Zeus altitonante, quello di far crescere sulla terra infinita 

tumulti; ciò per annientare la stirpe degli uomini mortali 

per buona parte, con il pretesto di distruggere la schiatta 

dei Semidei, perché non potessero unirsi in amore ai miseri mortali100

i figli degli Dei, mirando con i loro occhi il destino dei numi;

perché i beati, nel tempo a venire come per il passato, 

tenessero un modo di vivere diverso da quello degli uomini;

mentre [agli eroi discendenti] da immortali e da uomini mortali 

[…] scagliò dolori su dolori105

Zeus […] ed annientò quella stirpe gloriosa. 

[…]

[così che] i piccoli alla mammella [non potessero succhiare il latte], 

[…] né alcuno tra gli uomini 

avesse facile vita, né potesse salire sulle nere navi. 110

E neanche colui che si vantava di essere il più forte

[…] fra gli uomini mortali [poteva allontanare questo malanno].

[Neppure Apollo], che vaticina a tutti gli eventi (il passato, il presente e 

gli eventi del futuro), il quale considera altamente ed onora 

la volontà del padre Zeus adunatore di nembi.115

Infatti nessuno allora sapeva bene, 

né tra gli Dei beati, né tra gli uomini mortali,

che le lance avrebbero spinto giù nell’Ade infinite 

schiere di eroi caduti nella mischia; ma egli 

non poteva in alcun modo presagire il disegno del padre! 120

Ma in quel tempo gioivano, nel salvare i loro figli dal destino 

di morte, gli uomini; egli invece gioiva della forza del senno 

del padre suo dalla larga potenza, che tramava malanni per gli uomini.

Molte belle foglie volteggiavano dagli alti alberi 

scendendo giù a terra, ed i frutti cadevano al suolo, 125

per il soffio di Borea che spirava con violenza al comando di Zeus; 

il mare ribolliva ed ogni cosa tremava al suo soffio; 

la forza umana illanguidiva, i frutti si staccavano a primavera, 

quando l’essere senza capelli [il serpente] sui monti genera 

al terzo anno nelle viscere della terra tre figli. 130

Nella primavera egli infatti sui monti, tra le fitte macchie e nei boschi, 

se ne va, scansando e detestando le vie battute dagli uomini, 

abita le strette gole e le convalli boscose; 

quando poi sopraggiunge l’inverno, sotto la terra […]

giace avviluppato in molte foglie;135

esso, il serpente terribile, scuro sul dorso [...]

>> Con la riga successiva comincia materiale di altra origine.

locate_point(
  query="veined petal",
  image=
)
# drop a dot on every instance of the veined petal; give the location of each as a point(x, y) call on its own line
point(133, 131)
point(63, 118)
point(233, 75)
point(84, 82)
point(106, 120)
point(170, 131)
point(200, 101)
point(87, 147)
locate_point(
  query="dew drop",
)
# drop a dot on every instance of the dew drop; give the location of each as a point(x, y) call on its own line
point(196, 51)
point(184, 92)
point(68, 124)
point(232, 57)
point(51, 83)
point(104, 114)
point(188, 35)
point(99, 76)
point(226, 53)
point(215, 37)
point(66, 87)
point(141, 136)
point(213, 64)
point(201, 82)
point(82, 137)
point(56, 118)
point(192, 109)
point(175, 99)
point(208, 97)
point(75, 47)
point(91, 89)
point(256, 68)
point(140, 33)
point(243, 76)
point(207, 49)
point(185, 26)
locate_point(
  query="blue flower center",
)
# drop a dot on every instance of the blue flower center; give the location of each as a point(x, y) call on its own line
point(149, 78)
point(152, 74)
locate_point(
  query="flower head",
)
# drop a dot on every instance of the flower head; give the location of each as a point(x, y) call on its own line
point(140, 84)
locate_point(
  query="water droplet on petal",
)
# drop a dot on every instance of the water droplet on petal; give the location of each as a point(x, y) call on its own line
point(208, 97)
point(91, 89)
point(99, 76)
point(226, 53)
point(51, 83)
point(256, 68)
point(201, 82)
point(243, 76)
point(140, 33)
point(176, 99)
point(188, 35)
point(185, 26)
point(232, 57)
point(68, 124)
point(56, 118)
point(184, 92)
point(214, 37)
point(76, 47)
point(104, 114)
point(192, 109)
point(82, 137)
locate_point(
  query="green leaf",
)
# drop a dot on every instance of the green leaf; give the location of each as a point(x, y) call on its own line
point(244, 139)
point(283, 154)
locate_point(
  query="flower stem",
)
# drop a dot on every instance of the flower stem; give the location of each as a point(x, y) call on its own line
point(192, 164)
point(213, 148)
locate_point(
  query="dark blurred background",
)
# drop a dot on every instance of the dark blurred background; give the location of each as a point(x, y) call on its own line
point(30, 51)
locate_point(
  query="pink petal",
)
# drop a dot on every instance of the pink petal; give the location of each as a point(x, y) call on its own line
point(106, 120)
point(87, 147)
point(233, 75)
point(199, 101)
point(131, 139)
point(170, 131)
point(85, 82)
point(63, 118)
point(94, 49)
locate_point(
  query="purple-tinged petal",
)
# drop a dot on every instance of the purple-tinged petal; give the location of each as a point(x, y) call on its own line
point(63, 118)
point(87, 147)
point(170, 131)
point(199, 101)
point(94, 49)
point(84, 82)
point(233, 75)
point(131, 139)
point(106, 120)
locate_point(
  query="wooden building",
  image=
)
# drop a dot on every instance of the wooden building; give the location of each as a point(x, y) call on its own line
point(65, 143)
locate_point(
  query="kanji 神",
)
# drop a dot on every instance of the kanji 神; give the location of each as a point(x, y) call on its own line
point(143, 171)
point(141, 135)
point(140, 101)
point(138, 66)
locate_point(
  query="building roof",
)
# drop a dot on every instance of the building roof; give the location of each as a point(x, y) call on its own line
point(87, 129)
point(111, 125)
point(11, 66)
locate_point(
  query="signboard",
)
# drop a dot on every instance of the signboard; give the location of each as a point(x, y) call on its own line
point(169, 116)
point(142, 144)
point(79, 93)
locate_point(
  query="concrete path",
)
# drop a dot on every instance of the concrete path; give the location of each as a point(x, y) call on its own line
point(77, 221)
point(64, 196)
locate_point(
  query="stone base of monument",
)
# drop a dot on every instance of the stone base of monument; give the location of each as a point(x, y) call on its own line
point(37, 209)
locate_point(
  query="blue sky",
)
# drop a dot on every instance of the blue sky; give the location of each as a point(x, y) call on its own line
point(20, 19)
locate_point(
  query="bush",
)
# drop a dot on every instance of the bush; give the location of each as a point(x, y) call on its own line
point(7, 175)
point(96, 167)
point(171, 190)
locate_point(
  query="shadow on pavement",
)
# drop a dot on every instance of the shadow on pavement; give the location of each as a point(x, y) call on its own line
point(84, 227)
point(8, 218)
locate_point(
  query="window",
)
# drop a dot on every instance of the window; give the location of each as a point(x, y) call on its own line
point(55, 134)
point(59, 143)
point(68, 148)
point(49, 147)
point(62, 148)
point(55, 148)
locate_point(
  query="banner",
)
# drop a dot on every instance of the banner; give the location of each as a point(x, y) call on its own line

ma aggressivo e selvaggio [...]

annientano i dardi di Zeus [...]

la sua anima rimane sola [...]

intorno al suo letto che si dissolve da sé140

svolazza, occupa un rifugio esiguo [...] sotto terra;

si avvia ridotta ad un’ombra [...]

e giace [...]

 

97a.

 

Esiodo nel libro quinto del “Catalogo” dice:

A se stesso dispensatore di morte.1

 

97b.

 

Esiodo dice che Endimione, figlio di Aetlio nato da Zeus, e di Calice, ricevette da Zeus il dono di essere dispensatore di morte per se stesso, quando aveva in animo di morire.